Forty years after he became a choirboy, Armstrong is returning to his first love of music with the release of his debut album A Year Of Songs released on East West Records on November 6th. Showcasing a classical baritone voice, the album is a collection of lavishly orchestrated songs produced by Grammy ® award winning producer Simon Franglen; some traditional, some more modern, but all of them of special significance to him. “It started out as a collection of pastoral English songs,” he says. “But we wanted this, being a first album, to have a broad reach. So it grew to encompass songs from Britain and Ireland… and we’ve cheated a little by going further afield. I suppose what they all have in common is that they are all songs I love.” Armstrong has also announced that he will take to the road this January for a 9 date UK tour starting January 17th in Liverpool.
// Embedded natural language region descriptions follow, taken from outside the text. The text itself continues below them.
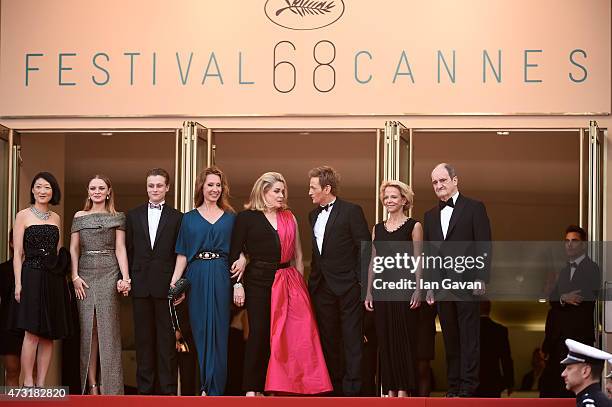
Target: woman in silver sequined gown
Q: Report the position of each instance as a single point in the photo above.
(98, 251)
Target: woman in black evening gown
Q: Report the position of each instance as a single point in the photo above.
(43, 297)
(396, 312)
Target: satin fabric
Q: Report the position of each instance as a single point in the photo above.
(296, 361)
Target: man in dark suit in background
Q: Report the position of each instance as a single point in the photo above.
(338, 228)
(571, 313)
(152, 230)
(496, 365)
(461, 228)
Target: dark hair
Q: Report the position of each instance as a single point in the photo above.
(327, 176)
(198, 193)
(596, 370)
(577, 229)
(47, 176)
(159, 171)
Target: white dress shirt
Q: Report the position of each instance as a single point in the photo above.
(577, 261)
(319, 227)
(446, 213)
(154, 216)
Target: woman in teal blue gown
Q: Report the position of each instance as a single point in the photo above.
(202, 250)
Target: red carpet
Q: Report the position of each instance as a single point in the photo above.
(152, 401)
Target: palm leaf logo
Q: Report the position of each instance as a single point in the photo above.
(304, 7)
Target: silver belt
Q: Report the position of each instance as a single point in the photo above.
(98, 252)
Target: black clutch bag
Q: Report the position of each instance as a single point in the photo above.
(180, 287)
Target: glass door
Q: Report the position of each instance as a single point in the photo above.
(592, 214)
(394, 159)
(10, 151)
(195, 151)
(4, 203)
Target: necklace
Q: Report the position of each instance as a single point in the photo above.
(39, 214)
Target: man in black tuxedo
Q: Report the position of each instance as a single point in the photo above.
(152, 230)
(496, 365)
(338, 228)
(459, 227)
(571, 313)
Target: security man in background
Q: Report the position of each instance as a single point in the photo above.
(583, 368)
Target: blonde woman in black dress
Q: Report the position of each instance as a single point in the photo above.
(44, 307)
(397, 318)
(98, 253)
Many are songs he has sung since he was a small child at school in his birthplace of Northumberland. He quickly joined the choir, going on to win successive choral scholarships to St Mary’s Music School in Edinburgh, Durham Cathedral School and Trinity College, Cambridge, where he read English. “It all dates back to my first school, Mowden Hall,” he recalls. Clearly music is in the blood of a man who has traced his family’s roots all the way back to William The Conqueror.
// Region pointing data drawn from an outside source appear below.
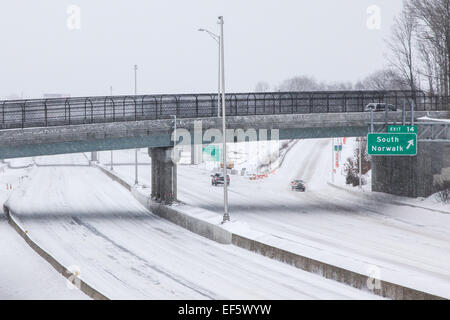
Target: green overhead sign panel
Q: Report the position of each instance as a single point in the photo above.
(392, 144)
(402, 129)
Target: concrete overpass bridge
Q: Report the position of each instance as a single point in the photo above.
(69, 125)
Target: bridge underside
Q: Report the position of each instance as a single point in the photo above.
(29, 142)
(157, 141)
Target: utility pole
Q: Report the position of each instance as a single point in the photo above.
(332, 160)
(226, 216)
(217, 39)
(110, 92)
(135, 150)
(360, 168)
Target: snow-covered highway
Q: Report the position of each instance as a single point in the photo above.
(88, 222)
(402, 244)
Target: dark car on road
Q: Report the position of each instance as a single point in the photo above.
(380, 107)
(298, 185)
(217, 178)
His childhood was filled with music and he learned to play the piano, cello and oboe. After singing on several choral CDs at Cambridge, where he finished as principal bass soloist, he gave serious thought to studying singing at the Royal College of Music – but, after meeting fellow Cambridge graduate Ben Miller, he opted instead for a career in comedy. Twenty years on, he has grabbed a second chance to return to music. The songs on A Year of Songs ranges from familiar classics such as “Summertime”, Gershwin’s evergreen standard from “Porgy and Bess”, to “Hushabye Mountain” from “Chitty Chitty Bang Bang”, and “Stranger In Paradise”, a Borodin song but one forever associated with Bing Crosby.
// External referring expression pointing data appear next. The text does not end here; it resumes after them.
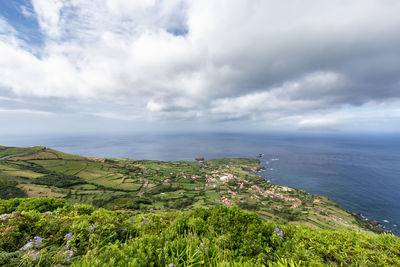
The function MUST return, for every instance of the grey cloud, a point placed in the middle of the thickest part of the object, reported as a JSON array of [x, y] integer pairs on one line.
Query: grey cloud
[[208, 60]]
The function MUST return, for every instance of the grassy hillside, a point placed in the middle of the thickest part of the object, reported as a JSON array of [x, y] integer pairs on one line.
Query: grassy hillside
[[49, 232], [126, 184]]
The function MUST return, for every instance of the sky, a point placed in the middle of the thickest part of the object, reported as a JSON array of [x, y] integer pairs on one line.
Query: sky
[[211, 65]]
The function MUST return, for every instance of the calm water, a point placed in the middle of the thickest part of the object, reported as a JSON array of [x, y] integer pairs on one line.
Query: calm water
[[360, 173]]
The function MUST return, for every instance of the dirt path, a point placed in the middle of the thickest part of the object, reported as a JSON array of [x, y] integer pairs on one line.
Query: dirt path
[[143, 187]]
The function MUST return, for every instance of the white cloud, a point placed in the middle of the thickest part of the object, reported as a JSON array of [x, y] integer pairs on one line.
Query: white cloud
[[208, 60]]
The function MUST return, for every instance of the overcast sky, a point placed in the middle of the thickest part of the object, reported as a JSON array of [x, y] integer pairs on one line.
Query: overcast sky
[[127, 65]]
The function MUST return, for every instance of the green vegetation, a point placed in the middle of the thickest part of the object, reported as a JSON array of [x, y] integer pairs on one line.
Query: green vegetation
[[81, 235], [126, 184]]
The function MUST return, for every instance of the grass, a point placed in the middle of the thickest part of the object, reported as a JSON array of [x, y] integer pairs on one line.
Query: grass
[[172, 185], [81, 235]]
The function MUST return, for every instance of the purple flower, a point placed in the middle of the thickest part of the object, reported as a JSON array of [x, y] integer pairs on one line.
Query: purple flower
[[69, 236], [69, 254], [278, 232]]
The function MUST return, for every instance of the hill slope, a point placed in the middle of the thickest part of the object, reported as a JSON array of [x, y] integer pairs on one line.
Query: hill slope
[[49, 232], [126, 184]]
Others have a particularly personal resonance for their singer. “Londonderry Air” – the tune behind Irish folk standard “Danny Boy” – has been dubbed “The National Anthem of Northern Ireland” and has a link to Armstrong’s family history too. “The sheet music was discovered in a church in Limavady in County Derry, where my mother’s family come from, so we’ve always felt it was somehow ‘ours’.”
Equally personal is “Rothbury Hills”, for which Armstrong wrote the lyrics himself, paying tribute to the picturesque area in Northumberland where he grew up. “I am Rothbury born and bred. The song was originally written for the Northumbrian pipes, by Jack Armstrong (no relation), who was for years the piper to the Duke of Northumberland.” As Armstrong says, not all the songs are British and Irish: “We’ve taken a couple of liberties.” One such being “On Days Like These” the theme tune of the original 1960s film “The Italian Job”, written by Quincy Jones and Don Black.
Although he had sung in sketches for “Armstrong & Miller”, it was invariably for comic effect, usually as a filthy parody of Flanders & Swann, on songs such as “The Older Women Song”, “Knocking Out A Crafty One” and “What Must It Be Like To Be Gay?”. All the more surprising, then, that his first solo singing appearance on TV came only two years ago, though it was once again with a comic element: a hilarious spoof of Susan Boyle – complete with unexpected soprano voice. “I never actually abandoned singing,” he stresses. “I have sung at lots of friends’ weddings and family events to keep up my classical repertoire, and I get together with a music teacher every few months.” Every Christmas Alexander also takes part in an informal carol concert with friends Tim Rice and Kit Hesketh-Harvey in London.
That’s where this album began life, when Sir Tim invited him to sing his song “No Rhyme For Richard” (from “Blondel”) at a Royal Festival Hall tribute, “Sir Tim Rice: A Life In Song”, broadcast on Christmas Day 2014. “Ever since then things have gone up a few gears”. There followed a Christmas Day performance of “Winter Wonderland” for “Pointless Celebrities,” an appearance at the VE Day 70 Concert at Horse Guards Parade last May, where he sang “London Pride” and “We Must All Stick Together” and a duet with Josh Groban on “You’ll Never Walk Alone.” Earlier this year, he co-hosted BBC1’s “Frank Sinatra: Our Way” and he currently hosts two weekend radio shows on Classic FM.